So now we know.

The new Key Stage 2 tests in reading and maths were harder than their predecessors.

And there was also substantial variation in writing teacher assessment between local authorities.

In this post we examine which pupils met the expected standards in 2016, and how that compares to 2015.

We also look at the difficulty of this year’s reading test, and the comparability of this year’s results with last year’s.

### Meeting the expected standards

Prior to the introduction of the new tests we were told [PDF] that a scaled score of 100 or more would be equivalent to Level 4b or above on the old tests. (A scaled score of 100 is the expected standard under the new-look Key Stage 2.)

In the grammar, punctuation and spelling component (GPS) this was true.

But it was not the case for reading and maths. In fact, a similar percentage of pupils achieved Level 4a or above in reading in 2015 as achieved this expected standard in 2016.
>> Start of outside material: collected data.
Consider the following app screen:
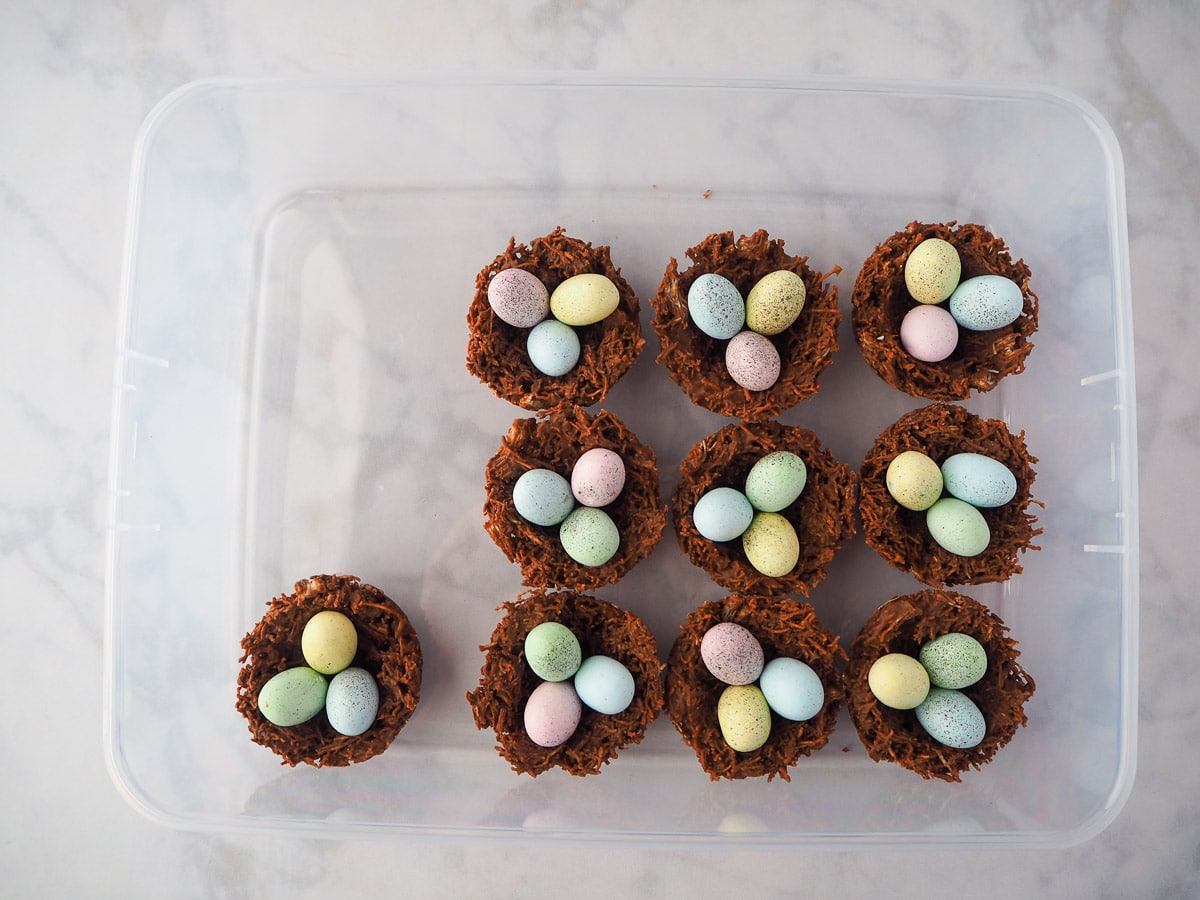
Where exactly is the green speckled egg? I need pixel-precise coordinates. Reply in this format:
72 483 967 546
559 506 620 567
524 621 582 682
744 451 807 512
920 632 988 689
904 238 961 304
257 666 328 727
925 497 990 556
717 684 772 752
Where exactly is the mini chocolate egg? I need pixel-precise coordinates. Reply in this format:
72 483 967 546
745 269 806 336
717 684 772 752
688 272 745 340
915 687 986 749
885 450 944 511
513 468 576 527
301 609 358 675
741 511 800 577
725 330 781 391
524 621 583 682
920 633 988 689
526 318 580 376
925 497 991 556
948 274 1024 331
549 273 619 326
488 267 549 328
257 666 328 727
692 486 755 542
573 655 635 715
524 680 583 747
571 447 626 507
904 237 961 304
744 450 807 513
759 656 824 721
325 667 380 736
700 622 765 685
558 506 620 567
867 653 930 710
900 304 959 362
940 452 1018 508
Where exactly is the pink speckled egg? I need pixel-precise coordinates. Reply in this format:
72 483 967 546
523 680 582 747
700 622 765 686
571 447 626 507
725 330 781 391
488 267 550 328
900 304 959 362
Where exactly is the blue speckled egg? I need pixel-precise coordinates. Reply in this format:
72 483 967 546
915 687 986 749
526 318 581 376
513 468 575 526
941 452 1017 508
948 274 1024 331
688 272 746 340
325 667 379 736
759 656 824 721
573 655 636 715
692 486 754 542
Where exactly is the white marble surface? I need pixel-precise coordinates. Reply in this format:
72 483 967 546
3 1 1197 896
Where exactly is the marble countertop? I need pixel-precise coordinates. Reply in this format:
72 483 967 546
5 2 1196 896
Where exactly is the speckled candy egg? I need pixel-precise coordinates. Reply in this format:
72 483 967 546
759 656 824 721
948 274 1024 331
920 632 988 690
526 318 581 376
325 667 380 736
741 511 800 577
900 304 959 362
700 622 765 685
745 269 806 336
904 237 962 304
867 653 930 710
524 621 583 682
725 330 781 391
940 452 1018 508
524 680 583 748
257 666 328 727
717 684 772 752
488 267 549 328
512 468 575 527
570 447 626 507
573 655 635 715
301 609 358 675
925 497 991 556
885 450 944 511
558 506 620 567
549 273 619 326
688 272 745 340
692 486 755 542
744 450 807 513
915 687 986 749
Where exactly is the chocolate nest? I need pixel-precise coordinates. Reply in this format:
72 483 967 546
466 589 665 777
652 229 841 421
673 421 858 597
860 403 1042 586
235 574 423 767
666 595 845 781
466 227 644 410
483 405 667 590
851 220 1039 400
846 590 1036 782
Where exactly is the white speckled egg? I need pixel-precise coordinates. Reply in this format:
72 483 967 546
941 452 1018 508
301 609 358 675
885 450 944 511
571 447 626 507
904 237 962 304
915 687 986 749
867 653 930 710
512 468 575 527
725 330 781 391
900 304 959 362
688 272 745 340
741 511 799 577
920 633 988 689
488 267 549 328
745 269 806 336
926 497 991 556
744 450 807 513
573 655 635 715
325 667 379 736
524 621 583 682
692 486 755 542
257 666 328 727
948 274 1024 331
526 318 580 376
717 684 772 752
759 656 824 721
559 506 620 567
549 273 619 326
524 680 582 747
700 622 765 686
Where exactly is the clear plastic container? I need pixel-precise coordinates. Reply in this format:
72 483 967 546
105 74 1137 846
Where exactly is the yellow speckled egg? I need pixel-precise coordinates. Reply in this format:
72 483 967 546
904 238 961 304
886 450 944 511
717 684 772 752
301 610 358 675
549 273 619 326
745 269 806 335
867 652 930 710
741 511 800 577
**Percentage of pupils reaching expected standards, 2015 and 2016**

Overall, 53 per cent of pupils met the new expected standard in all three of the reading test, maths test and writing teacher assessment, with 19 per cent of pupils meeting two of the three expected standards. Just 16 per cent were below the expected standard in all three subjects.

**Percentage of pupils reaching expected standards in different combinations of subjects, 2016**

### How hard was the reading test?

Just like its predecessor, the 2016 Key Stage 2 reading test had a maximum of 50 marks. However, that’s where the similarity ends.

The chart below shows that the 2015 distribution has shifted to the left. The modal number of marks was 33 in 2015 – the lower boundary of the Level 5 range – compared to 26 in 2016. That said the shape of the 2016 distribution is beautiful.

**Distribution of marks awarded in KS2 reading, 2015 and 2016**

Furthermore, there was an increase in the percentage of pupils who were not tested as they were considered to be working below the level of the test (up from 2.9 per cent to 3.3 per cent).

Leaving those pupils to one side, the top 20 per cent of pupils tested in 2016 achieved a score of 34 or more. (This equated to a scaled score of 110, the threshold for child to be considered to be at a high standard, as opposed to being at the expected standard.)

In other words, the top 20 per cent of pupils were spread across 17 marks (34-50) – a third of the whole test range.

This compares to 11-12 marks in the 2015 reading test (39- or 40-50), and 15 marks in the 2016 maths test, albeit out of a total of 110.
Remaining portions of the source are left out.